Hindsight is 20/20 as they say. Would I go through surgery again knowing what I know now? Who knows, the nearly 400 lb me probably would. The sick and tired 155lb me doesn't know.

I have joined a yahoo support group. I'm learning alot from others who are going through the same things I am. Tons of great info there from those who have been there done that.


3 comments:

OhYeahBabe said...

Fortunately, you will find solutions to the issues you're facing. Imagine all the patients who don't have the skills you do and just blindly follow doctors who are so egotistical that they'll accuse a patient of lying rather than admit they don't know it all. Doctors like that are more common than they should be, and I'm sorry your doctor is one of them! I've fired doctors for accusing me of lying, either to them or to myself, but once you're roped in with a surgeon you're sort of stuck with them for the follow up, I guess.

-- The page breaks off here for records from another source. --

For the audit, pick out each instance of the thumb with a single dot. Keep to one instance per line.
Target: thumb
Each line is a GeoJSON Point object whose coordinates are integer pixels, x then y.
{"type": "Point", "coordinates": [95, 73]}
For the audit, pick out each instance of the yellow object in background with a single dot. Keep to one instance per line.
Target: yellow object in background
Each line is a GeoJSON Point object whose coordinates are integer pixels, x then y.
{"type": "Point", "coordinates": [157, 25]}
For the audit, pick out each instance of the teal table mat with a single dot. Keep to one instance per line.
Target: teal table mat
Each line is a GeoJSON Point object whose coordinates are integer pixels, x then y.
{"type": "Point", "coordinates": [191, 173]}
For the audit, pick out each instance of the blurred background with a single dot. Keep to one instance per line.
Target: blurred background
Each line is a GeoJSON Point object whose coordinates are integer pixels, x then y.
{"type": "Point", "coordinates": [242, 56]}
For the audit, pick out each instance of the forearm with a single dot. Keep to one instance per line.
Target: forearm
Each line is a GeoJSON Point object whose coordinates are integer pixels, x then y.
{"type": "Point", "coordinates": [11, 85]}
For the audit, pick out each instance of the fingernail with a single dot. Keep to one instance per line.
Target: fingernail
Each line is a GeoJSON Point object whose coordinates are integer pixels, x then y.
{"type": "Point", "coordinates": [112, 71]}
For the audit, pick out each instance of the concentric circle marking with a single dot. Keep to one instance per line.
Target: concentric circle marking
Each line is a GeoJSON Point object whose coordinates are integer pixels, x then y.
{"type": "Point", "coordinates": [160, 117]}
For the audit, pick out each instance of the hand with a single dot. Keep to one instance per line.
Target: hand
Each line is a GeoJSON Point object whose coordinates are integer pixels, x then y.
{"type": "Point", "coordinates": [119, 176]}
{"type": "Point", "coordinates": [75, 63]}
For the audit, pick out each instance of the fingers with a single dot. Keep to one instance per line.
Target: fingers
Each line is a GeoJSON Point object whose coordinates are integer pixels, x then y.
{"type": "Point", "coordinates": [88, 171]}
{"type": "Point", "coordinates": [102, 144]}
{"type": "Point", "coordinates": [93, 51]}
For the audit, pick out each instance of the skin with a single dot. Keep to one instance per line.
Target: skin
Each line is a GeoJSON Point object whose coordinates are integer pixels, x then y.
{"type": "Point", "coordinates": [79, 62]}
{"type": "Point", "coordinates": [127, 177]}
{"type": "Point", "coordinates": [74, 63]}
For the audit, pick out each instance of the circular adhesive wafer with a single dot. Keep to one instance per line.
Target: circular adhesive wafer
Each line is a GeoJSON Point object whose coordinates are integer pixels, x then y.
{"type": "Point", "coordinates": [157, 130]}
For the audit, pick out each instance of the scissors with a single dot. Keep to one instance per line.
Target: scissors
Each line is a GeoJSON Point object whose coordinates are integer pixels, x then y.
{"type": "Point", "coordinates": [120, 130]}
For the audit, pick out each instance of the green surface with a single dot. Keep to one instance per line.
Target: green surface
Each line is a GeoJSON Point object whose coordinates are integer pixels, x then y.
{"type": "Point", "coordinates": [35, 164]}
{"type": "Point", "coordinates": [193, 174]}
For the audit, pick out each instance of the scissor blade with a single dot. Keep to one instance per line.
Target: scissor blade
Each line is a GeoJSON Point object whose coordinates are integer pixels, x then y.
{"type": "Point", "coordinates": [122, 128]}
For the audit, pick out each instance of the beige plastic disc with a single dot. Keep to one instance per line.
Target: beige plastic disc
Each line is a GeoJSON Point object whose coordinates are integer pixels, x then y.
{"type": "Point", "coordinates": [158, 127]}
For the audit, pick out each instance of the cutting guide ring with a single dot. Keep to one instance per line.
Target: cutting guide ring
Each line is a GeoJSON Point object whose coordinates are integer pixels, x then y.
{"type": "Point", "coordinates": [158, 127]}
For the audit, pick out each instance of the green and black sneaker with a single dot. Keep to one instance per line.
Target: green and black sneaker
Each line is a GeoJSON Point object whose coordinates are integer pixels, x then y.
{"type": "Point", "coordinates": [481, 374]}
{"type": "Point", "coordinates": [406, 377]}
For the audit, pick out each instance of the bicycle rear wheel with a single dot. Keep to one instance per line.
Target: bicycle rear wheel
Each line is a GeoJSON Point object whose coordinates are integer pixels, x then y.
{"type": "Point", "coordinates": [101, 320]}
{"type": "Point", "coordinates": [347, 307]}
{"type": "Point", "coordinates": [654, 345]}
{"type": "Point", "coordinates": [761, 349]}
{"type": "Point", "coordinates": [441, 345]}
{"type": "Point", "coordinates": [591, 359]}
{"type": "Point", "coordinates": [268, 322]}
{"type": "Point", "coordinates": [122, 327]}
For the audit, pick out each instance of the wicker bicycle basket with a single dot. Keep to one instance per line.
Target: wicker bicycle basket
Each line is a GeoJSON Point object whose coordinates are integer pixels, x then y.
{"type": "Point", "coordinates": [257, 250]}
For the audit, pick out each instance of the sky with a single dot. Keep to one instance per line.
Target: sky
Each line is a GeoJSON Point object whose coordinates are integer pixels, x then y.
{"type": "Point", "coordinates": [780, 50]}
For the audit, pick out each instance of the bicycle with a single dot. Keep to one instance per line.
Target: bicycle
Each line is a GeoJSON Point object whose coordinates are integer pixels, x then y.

Best wishes - I hope you're feeling better soon.
OYB
My blog: Kimorexia

Amy B said...

I found your blog and took some time to read it. I am sorry that you are having such hard after effcts your WLS. I had no idea. I had spent years wishing I could find a way to afford the opration.
I just had no idea.
I hope you can find something to help you feel better and recover soon.
Amy B

thorswitch said...

Hi BamaGal!

I'm so sorry to read what a hard time you're having. I can't even begin to imagine the frustration.

I understand your comment about not wanting to take pain meds out of concern for possible addiction, but one thing I learned when I first started needing to take pain meds for my chronic pain is that if you don't take the pills except when you really need them and take them only as prescribed by your doctor, the odds of becoming addicted - even over the long term - are fairly low.

Most often, addiction occurs when someone is given narcotic pain relievers for a short-term pain like a broken bone or recovering from surgery and winds up taking them even when they're not having a lot of pain; takes more during a day than the doctors has prescribed; keeps taking the pills until the prescription has run out, even if their pain has receded before then or any combination of the above. And that's where the problem comes in - taken them even when you're not in pain.

I hope you don't mind my writing about this to you - I just hate to see someone suffering from pain if they don't have to. And really, someone who's concerned about the possibility of addiction is someone who's going to take care not to over-use the medication and that's really the key.

In any event, I hope that you find some kind of relief! I'll keep you on my prayer list.